There’d been two reasons for his choice. First, the man giving the orders would be difficult to take alive, for questioning. Second, Bolan was satisfied that any member of the mobile team would know where they were meant to take the load. At that location he would certainly find more men, probably someone from the cartel’s midlevel management, who would impart more information, whether he liked it or not.
But Bolan was taking care of first things first.

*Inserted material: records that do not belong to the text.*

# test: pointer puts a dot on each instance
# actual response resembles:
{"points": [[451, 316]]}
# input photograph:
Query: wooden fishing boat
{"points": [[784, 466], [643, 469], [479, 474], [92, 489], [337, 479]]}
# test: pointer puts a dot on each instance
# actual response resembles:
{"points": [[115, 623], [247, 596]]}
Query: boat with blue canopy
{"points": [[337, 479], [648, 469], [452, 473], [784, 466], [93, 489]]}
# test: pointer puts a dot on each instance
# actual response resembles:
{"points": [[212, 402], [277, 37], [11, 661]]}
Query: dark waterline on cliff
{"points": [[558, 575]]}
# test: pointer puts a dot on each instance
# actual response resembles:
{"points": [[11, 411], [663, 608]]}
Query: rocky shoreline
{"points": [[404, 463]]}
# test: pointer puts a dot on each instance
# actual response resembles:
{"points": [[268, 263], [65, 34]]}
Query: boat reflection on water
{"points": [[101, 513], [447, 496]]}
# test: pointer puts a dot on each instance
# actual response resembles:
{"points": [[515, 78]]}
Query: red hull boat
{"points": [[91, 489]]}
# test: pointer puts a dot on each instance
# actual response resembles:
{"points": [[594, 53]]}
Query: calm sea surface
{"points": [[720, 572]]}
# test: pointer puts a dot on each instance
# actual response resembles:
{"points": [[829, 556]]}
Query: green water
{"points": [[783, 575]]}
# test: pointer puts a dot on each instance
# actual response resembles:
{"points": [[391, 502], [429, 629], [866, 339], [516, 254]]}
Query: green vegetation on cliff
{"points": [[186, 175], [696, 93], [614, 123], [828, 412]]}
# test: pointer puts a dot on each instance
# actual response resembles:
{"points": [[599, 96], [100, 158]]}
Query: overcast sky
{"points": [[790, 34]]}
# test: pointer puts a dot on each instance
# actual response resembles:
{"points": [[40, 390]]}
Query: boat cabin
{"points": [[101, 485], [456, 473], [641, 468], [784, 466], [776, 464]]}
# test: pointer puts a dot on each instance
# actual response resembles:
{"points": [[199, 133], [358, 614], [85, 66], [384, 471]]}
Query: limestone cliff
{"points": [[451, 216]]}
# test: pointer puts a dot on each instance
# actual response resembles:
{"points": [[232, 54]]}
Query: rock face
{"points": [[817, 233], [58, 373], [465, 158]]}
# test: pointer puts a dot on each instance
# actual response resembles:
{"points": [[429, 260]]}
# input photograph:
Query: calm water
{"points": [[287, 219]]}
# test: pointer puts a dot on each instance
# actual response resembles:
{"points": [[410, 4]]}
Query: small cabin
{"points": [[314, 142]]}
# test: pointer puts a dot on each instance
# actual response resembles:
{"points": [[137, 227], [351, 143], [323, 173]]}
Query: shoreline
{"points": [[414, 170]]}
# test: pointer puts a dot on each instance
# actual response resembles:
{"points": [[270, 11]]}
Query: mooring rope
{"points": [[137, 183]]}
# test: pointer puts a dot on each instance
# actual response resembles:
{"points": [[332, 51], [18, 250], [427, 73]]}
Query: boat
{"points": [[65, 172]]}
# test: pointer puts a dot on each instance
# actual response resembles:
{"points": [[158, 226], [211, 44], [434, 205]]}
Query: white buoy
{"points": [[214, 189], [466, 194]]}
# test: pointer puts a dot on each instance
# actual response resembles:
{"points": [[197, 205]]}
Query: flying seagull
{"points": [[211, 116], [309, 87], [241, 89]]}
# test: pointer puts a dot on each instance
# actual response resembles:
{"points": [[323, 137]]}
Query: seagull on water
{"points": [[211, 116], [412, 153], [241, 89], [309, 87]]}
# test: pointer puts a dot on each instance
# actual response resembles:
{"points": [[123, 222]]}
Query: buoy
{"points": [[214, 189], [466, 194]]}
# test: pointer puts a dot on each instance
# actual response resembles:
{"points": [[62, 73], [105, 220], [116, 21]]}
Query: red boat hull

He didn’t mean to let the workers, with their escorts, duck back into hiding and escape to Mexico unscathed, and absolutely not with the cocaine they’d brought across. From what he’d glimpsed of shrink-wrapped kilos, he projected that three standard wooden pallets should be heaped with fifty parcels each, or close to that. The standard pallet measured nine square feet and weighed approximately thirty pounds. Two men apiece could drag a pallet bearing fifty keys, the total weight around 140 pounds, maybe allowing stops for rest along the way.
The grunts wouldn’t have counted on a full load going home, and at the moment, under fire, delivering the cargo seemed to be the last thing on their minds. The six Bolan could see from where he lay were trying to escape, but one of the cartel gunmen had blocked the tunnel’s entrance with his body, shouting threats at them and leveling an MP5K submachine gun at his cringing, pleading team.
Enough of that, Bolan thought, as he zeroed his telescopic sight and stroked the Steyr’s trigger lightly to dispatch another single shot. Downrange, he saw the guard vault over backward, crimson spouting from a chest wound, dropping half inside the tunnel’s mouth.
That left the dead man’s workers in a quandary. Should they run past his corpse, desert the unexpected battleground and risk reprisal later, or pick up his gun and join the fight? If certain death waited on both sides of the bleak equation...
Bolan made the choice for them, spotting the worker closest to the fallen thug and drilling him between his shoulder blades. The dead or dying man dropped to his knees, then toppled forward, face dropping into the lifeless soldier’s crotch and lodging there.